Banks’ responses to monetary policy, money market rate forecasting, and impact on financial behaviour: New issue of Russian Journal of Money and Finance
The second issue of the scholarly quarterly Russian Journal of Money and Finance of 2025 has been published. The contributing authors study the impact of competition in the banking sector on the efficiency of monetary policy, propose models for forecasting a macroregion’s economic indicators and the money market rate, and discuss how behavioural economics can help people make informed financial decisions.
The banking sector is an important link in the chain of economic relations through which monetary policy influences inflation. This applies primarily to banks with significant market power. Usually, the value of bank assets is considered as the indicator of this power. Stepan Novikov (New Economic School; Bank of Russia) assesses the market power of Russian banks and calculates the value of their credit and deposit markups. The author is the first Russian researcher who has used these data to study banks’ responses to monetary policy measures.
Accurate forecasting of the money market rate helps investors manage risks associated with asset value changes. Dmitry Fedorov and his co-authors from Lomonosov Moscow State University describe the method for forecasting the RUONIA money market rate (key rate proxy). The method they propose is more accurate for long horizons of at least one year than forecasts based on market expectations.

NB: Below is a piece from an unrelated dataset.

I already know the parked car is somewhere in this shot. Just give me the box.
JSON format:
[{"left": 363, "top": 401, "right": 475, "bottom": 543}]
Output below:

The effect of the Bank of Russia’s monetary policy on the economies of Russian regions may vary depending on their specific features. Therefore, to forecast this effect accurately, models that reflect regional peculiarities should be used. Sophia Panteeva and her colleagues from the Bank of Russia Southern Main Branch propose a model of the economy of the Southern macroregion (which includes the Southern and the North Caucasian Federal Districts), which takes into account the macroregion’s sectors of specialisation (agriculture and tourism), the specific features of its labour market, and a significant degree of state participation in its economy.

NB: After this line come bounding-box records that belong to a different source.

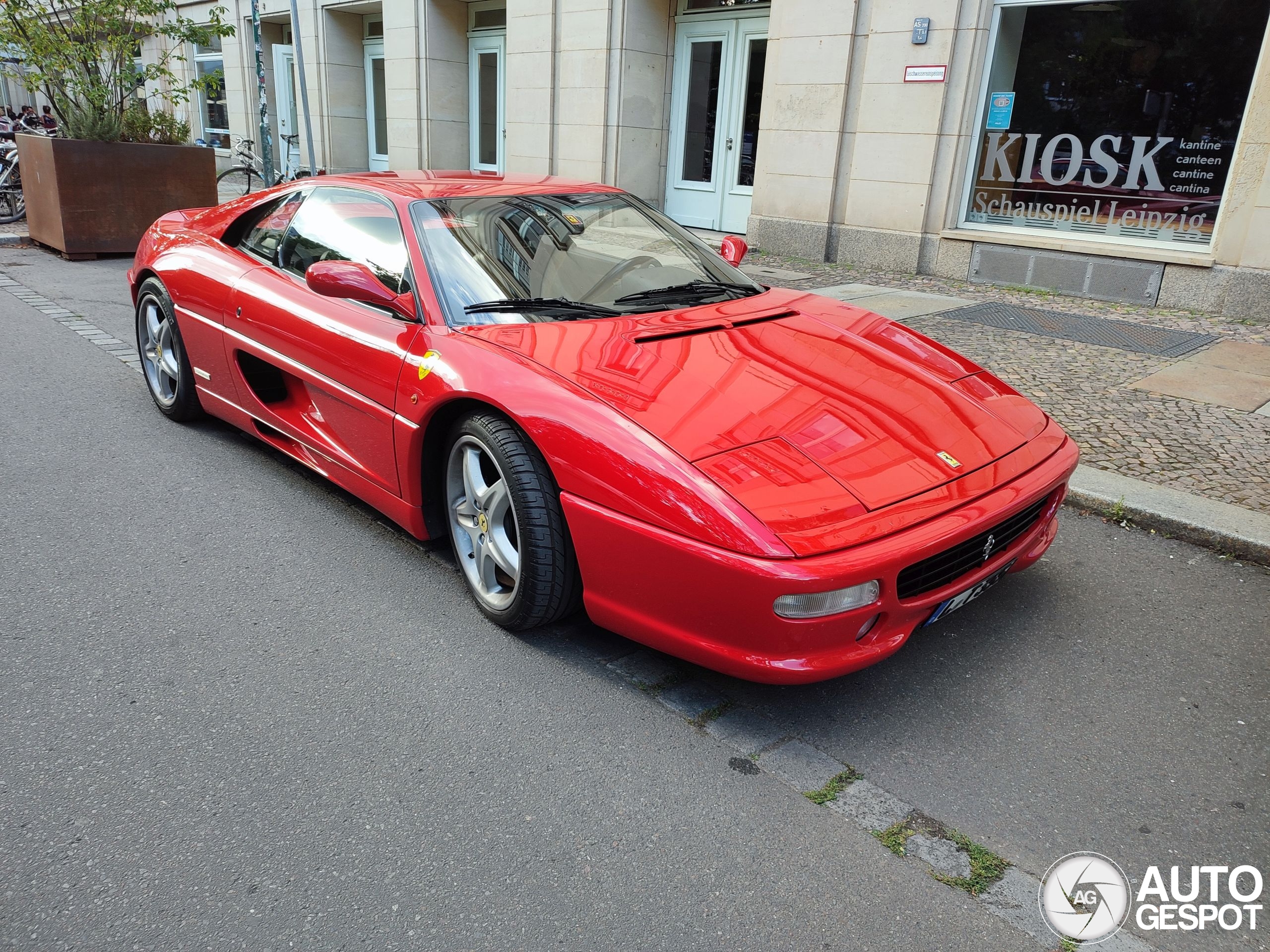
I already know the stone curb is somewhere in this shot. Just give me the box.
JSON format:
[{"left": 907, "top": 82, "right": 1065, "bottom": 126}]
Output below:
[
  {"left": 0, "top": 274, "right": 143, "bottom": 373},
  {"left": 1066, "top": 466, "right": 1270, "bottom": 565}
]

People often make uninformed financial decisions, due to a lack of knowledge and cognitive biases, such as limited attention or a propensity to choose fleeting benefits. Vladimir Ivanov and Elena Nikishina (Lomonosov Moscow State University) analyse the international experience in promoting financially literate decisions by using behavioural economics.
The new issue of the Russian Journal of Money and Finance (No. 2, 2025) is available on its website.